- Citizenship: Nigeria
- Education: B.Sc. in Economics and M.Sc. in Public Policy and Management
- Alma mater: University of Nigeria Nsukka and University of London
- Occupations: Special adviser to the Governor on Innovation and Business Incubation
- Employer: Anambra State Government
- Known for: Public Policy Expertise and analysis
- Notable work: A Daunting Odyssey and The Ladder to Academic Excellence
- Title: Ms.
- Awards: Upcoming Anambra State Female Achiever

= Chinwe Okoli =

Nigerian public policy expert and analyst

Chinwe Okoli is a Nigerian Public Policy Expert and Analyst. She is a Special Adviser to the Governor of Anambra State, Professor Charles Soludo on Innovation and Business Incubation. She was appointed the second time under the second tenure of Governor Charles Soludo as the Special Adviser, Innovation and Business Incubation & CEO, Solution Innovation District in March, 2026. The reappointments were confirmed and signed by the Chief Press Secretary of Anambra State Government, Christian Aburime, on March 23, 2026, after an official statement.

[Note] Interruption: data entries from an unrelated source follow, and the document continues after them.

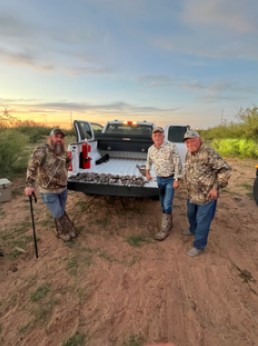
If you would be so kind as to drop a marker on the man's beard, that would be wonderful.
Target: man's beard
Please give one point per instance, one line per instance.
(58, 147)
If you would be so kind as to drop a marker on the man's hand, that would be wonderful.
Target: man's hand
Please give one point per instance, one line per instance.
(176, 184)
(28, 191)
(213, 194)
(148, 176)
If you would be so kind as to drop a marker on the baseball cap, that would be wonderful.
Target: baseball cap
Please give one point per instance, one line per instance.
(158, 129)
(57, 131)
(191, 134)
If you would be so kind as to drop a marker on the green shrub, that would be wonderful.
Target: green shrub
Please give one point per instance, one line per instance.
(244, 148)
(13, 154)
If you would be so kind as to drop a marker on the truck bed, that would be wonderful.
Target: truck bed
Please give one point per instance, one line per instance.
(117, 177)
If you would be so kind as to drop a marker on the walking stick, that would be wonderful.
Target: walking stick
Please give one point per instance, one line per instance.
(33, 223)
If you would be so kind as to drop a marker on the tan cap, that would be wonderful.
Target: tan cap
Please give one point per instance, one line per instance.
(191, 134)
(57, 131)
(158, 129)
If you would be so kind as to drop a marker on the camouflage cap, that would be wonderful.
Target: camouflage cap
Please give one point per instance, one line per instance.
(191, 134)
(57, 131)
(158, 129)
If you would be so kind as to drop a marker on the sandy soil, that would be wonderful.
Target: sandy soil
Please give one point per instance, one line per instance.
(116, 286)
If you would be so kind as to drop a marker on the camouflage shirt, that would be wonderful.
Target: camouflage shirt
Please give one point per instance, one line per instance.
(165, 159)
(49, 168)
(203, 171)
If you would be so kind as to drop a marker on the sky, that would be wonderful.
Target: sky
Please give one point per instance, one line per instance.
(182, 62)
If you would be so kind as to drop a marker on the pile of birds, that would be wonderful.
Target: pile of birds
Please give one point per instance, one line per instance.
(125, 180)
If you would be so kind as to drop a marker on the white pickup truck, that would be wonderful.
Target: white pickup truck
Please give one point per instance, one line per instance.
(111, 160)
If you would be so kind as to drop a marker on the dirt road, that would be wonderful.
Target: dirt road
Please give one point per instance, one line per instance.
(116, 286)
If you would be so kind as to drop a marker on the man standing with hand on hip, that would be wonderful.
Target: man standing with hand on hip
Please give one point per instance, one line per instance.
(165, 158)
(205, 174)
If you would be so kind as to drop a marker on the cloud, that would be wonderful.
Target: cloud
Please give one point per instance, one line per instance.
(234, 15)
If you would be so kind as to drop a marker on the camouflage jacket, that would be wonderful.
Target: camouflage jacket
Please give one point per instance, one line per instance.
(165, 159)
(203, 171)
(49, 169)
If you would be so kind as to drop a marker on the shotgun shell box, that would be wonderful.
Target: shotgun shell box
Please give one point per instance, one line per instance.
(5, 190)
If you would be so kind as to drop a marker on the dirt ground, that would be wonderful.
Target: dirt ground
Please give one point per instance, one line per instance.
(116, 286)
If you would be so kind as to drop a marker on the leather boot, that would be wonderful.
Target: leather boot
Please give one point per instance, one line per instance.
(70, 226)
(62, 229)
(166, 225)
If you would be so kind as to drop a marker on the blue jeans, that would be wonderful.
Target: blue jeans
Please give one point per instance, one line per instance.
(55, 202)
(166, 193)
(200, 218)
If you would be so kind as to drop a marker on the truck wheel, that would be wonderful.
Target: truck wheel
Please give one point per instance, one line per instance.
(255, 190)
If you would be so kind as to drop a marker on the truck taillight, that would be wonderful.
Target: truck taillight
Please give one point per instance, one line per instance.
(70, 155)
(130, 122)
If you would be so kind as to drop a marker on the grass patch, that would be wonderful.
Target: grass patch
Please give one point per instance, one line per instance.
(76, 340)
(72, 266)
(106, 256)
(44, 312)
(102, 222)
(40, 293)
(23, 329)
(134, 340)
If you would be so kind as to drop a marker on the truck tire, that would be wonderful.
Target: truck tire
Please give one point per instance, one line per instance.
(255, 190)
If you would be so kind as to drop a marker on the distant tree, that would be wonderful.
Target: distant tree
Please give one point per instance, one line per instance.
(249, 119)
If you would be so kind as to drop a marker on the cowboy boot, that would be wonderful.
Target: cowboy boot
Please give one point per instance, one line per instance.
(166, 225)
(62, 229)
(70, 226)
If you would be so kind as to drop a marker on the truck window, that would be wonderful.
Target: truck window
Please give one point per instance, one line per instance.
(176, 133)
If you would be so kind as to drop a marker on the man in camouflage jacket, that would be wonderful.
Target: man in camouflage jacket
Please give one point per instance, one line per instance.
(49, 165)
(205, 174)
(166, 161)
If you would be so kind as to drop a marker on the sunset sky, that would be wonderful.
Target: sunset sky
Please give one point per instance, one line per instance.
(189, 62)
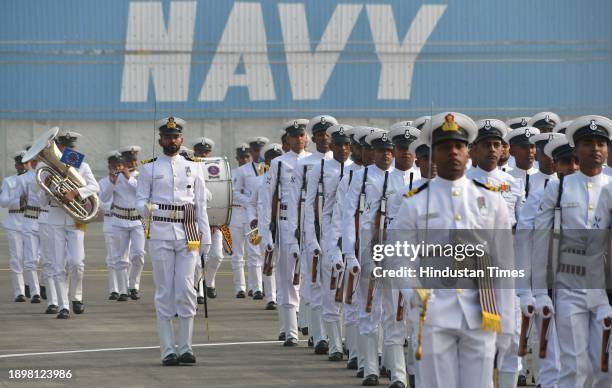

== Early life and education ==
Chinwe went to University of Nigeria, Nsukka and has a B.Sc. in Economics. She did her M.Sc. in Public Policy and Management from the University of London. She also has a Diploma in Management of Higher Education Institutes from Galilee International Management Institute (GIMI), Israel.

== Career ==
Ms Okoli was the Manager of the first university-embedded innovation hub in Nigeria which is located at University of Nigeria, Nsukka. While she was there, she partook with the co-designed, and implemented of the business structure, curriculum, as well as the full startup incubation programme.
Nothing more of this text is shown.